Anwar Miandad

Personal information
- Full name: Anwar Miandad
- Born: 11 March 1960 (age 66) Karachi, Sindh, Pakistan
- Batting: Right-handed
- Bowling: Slow left-arm orthodox
- Role: All-rounder

Domestic team information
- 1979/80–1981/82: Industrial Development Bank
- 1982/83–1996/97: Habib Bank Limited

Career statistics
| Competition | First-class | List A |
| Matches | 141 | 82 |
| Runs scored | 5,018 | 1,177 |
| Batting average | 24.35 | 23.54 |
| 100s/50s | 4/26 | 0/5 |
| Top score | 123 | 91* |
| Balls bowled | 3,827 | 1,049 |
| Wickets | 51 | 36 |
| Bowling average | 39.27 | 21.80 |
| 5 wickets in innings | 0 | 1 |
| 10 wickets in match | 0 | 0 |
| Best bowling | 4/22 | 7/20 |
| Catches/stumpings | 82/– | 20/– |
- Source: CricketArchive, 16 November 2022

= Anwar Miandad =

Pakistani cricketer

Anwar Miandad (born 11 March 1960) is a Pakistani former first-class cricketer who played mainly for the Habib Bank Limited cricket team. He is a younger brother of Pakistan's leading Test run scorer Javed Miandad and had two other brothers (Sohail Miandad and Bashir Miandad) play Quaid-i-Azam Trophy matches. An all-rounder, he also took the field for Karachi and the Industrial Development Bank of Pakistan during his career.

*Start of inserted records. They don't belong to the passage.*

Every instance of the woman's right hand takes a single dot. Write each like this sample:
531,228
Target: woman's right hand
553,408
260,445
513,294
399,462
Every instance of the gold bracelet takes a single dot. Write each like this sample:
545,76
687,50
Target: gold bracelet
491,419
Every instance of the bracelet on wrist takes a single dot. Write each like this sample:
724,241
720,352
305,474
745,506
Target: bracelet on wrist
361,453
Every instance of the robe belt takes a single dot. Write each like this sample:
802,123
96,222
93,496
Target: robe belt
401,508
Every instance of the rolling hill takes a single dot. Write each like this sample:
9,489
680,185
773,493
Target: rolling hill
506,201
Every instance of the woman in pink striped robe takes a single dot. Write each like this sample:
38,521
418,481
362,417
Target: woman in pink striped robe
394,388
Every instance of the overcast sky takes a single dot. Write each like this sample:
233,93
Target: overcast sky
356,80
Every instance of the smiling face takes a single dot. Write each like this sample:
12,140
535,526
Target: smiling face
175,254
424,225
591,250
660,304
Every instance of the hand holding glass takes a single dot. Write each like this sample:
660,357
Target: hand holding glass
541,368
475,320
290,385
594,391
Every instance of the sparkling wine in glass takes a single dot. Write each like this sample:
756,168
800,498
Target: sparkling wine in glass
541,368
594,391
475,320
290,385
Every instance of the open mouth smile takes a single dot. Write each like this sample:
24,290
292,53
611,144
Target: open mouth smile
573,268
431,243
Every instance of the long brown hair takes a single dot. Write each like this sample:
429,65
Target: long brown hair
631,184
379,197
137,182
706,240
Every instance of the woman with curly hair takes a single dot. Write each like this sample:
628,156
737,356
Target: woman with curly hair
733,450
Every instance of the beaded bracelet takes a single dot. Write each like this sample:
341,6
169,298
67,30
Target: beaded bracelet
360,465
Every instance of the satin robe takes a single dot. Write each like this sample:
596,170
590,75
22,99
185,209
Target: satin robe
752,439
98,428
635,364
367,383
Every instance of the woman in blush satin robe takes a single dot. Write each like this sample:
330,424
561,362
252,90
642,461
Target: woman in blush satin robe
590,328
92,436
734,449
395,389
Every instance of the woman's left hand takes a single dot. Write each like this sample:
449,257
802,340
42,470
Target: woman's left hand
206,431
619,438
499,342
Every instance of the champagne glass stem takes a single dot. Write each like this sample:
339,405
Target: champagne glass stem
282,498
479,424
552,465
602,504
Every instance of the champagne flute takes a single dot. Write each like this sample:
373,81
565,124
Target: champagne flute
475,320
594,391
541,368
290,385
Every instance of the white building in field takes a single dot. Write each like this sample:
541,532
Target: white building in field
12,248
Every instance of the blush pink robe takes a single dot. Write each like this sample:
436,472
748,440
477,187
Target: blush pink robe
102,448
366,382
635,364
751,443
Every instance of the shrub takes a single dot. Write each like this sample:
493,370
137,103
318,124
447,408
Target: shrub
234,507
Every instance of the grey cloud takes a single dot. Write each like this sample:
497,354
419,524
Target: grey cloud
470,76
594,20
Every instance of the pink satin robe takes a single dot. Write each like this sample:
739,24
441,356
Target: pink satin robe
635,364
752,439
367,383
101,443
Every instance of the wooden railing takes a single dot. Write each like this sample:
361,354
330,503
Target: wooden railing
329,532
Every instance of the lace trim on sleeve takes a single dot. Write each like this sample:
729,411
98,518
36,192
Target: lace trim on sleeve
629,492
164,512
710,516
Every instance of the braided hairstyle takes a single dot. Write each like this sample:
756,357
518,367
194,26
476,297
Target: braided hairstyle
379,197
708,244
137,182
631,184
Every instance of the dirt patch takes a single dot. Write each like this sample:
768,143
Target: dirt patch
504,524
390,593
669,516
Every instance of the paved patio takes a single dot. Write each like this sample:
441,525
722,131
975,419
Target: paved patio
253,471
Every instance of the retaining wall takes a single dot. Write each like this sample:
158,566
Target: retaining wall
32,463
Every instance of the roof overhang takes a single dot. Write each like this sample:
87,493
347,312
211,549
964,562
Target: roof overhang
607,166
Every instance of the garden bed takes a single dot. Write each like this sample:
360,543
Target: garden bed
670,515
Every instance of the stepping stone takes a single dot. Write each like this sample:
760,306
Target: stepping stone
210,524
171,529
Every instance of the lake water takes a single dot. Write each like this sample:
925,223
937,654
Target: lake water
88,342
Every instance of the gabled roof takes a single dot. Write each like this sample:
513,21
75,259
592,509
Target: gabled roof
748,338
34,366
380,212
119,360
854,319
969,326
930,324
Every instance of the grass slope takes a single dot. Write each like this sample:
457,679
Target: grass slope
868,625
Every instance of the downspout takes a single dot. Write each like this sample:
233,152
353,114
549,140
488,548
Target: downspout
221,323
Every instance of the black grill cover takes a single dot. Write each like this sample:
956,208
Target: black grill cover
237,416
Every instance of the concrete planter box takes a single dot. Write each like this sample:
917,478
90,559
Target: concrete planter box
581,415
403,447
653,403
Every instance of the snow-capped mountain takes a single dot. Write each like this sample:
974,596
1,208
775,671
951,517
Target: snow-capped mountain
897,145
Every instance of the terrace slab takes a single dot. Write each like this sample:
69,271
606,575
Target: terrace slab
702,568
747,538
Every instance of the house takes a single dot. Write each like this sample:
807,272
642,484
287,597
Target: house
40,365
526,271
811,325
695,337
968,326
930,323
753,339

Miandad played as a right-handed middle order batsman and bowled useful slow left-arm orthodox spin. He was a member of two Patron's Trophy final winning sides with Habib Bank Limited, the first under Javed's captaincy in 1987/88. The other was in 1991/92 when they drew with National Bank of Pakistan but were awarded the trophy because of a superior first innings score, in which Miandad contributed 67 runs. He captained Habib Bank Limited twice during the 1995/96 Patron's Trophy.

Despite appearing in 141 first-class matches, Miandad only scored four centuries and never more than one in a single season. He was also run out for 99 in an innings, against Pakistan National Shipping Corporation in 1990/91.

In a Wills Cup limited-overs match for Habib Bank Limited against Lahore City at Peshawar in the 1988/89 season, Miandad had recorded bowling figures of 7 for 20. His bowling record at the time was the best ever in Pakistani domestic limited-overs cricket.

A reliable fielder, Miandad won the 'Fielder of the Tournament' award in the 1982/83 Wills Cup.